沈知梨:“你比任何人都知道,君辞究竟和我爹达成了什么协议,永宁王府的人撤出去,谁能成为他的内应,助他破城?这已不简单是杀新皇的事。”
她提醒他道:“不要把你为数不多的人暴露在外,用于对我们的撤离。谢故白自幼行与军中,倘若真是他,由此可见,他的计谋,你根本无法破除。”
有国师掺和一脚,新皇、君辞、国师三方争权,城内没有永宁王府协助,君辞连城门都难攻破,硬破必折大半精锐。而不传信告知城外暗军,就算入城,也会成为瓮中之鳖。幸得万剑宗是君辞暗中的杀手锏,可两方势均力敌,必会争得头破血流,死伤大半,仅剩残肢断臂。
如今,赵将军对边外置之不理,导致邻国蠢蠢欲动屡次来犯,若内斗死伤惨重,又如何能抵御外敌。
并且国师真实势力尚且不知。
他们举步皆险。
宋安没再多言,他找不到破解之法。
“他事暂时放一边。”沈知梨对他抬抬下颚,“研究一下如何输,下轮我们赌。”
面前的赌局,为猜盏花,在反扣的相同铜盏中猜出盏底花型,与庄家比,一局五盏,赢一盏点一盏,两方若都压同花,则此盏作废。

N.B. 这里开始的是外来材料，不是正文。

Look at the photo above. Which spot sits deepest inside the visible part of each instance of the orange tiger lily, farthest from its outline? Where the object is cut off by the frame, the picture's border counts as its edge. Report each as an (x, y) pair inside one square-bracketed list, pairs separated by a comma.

赌法便是,一共三种花型盲猜,连赢两盏可停止可翻倍,两盏翻两倍,可若继续赌,第三盏猜错了就全没了,若连赢五盏则翻二十倍,十分诱人,倘若第五盏赌花与庄家撞了,那便全部作废。
并且除了第二盏可退赌赢小钱,之后就没有机会再退了。若想继续要翻压本钱倍才能续赌。
这赌花是整个赌场中赢后翻倍最高的,二十倍。
只不过要么巨额要么小点,多年来赢率最小,所以多是看热闹的人,赌得人却没多少,只得按置在角落玩个乐呵,只有钱财不多或保守的赌徒来试试手气。
因此别处赌面都是白花花的银子,就这是零零散散几枚可怜的铜板。
他们到此,放倒躲过了花娘的怀疑,只因大多人进来后,东张西望不知赌何,就会先来此看个热闹。
他们正好能借此,赌局大的。
别人都在研究如何赢,只有宋安钻研如何输的“倾家荡产”才好。
他们前面这人手气不错,赢了两盏换了小钱走了。
宋安潇洒抛出几块碎银,“我来!”
“赶紧的,赢了钱我要赶在天黑前出城。”
他装模作样学得很像,手甚至挽紧背上的大包裹,大干一场的架势撸起袖子,往桃花上压上所有钱。
赌官将挡板打开公布答案。
“恭喜公子胜。”
一切发展都在按他们的计划行事,他们只需要在第五盏花型前输了就行,而对面的庄家,他们观察过了,暗地里估计给赌官分层,若有人赌到最后一把,赌徒真选中,庄家也会选同样的,炸了这一局。
宋安心中窃喜,稳输啊!好家伙!就要这么玩!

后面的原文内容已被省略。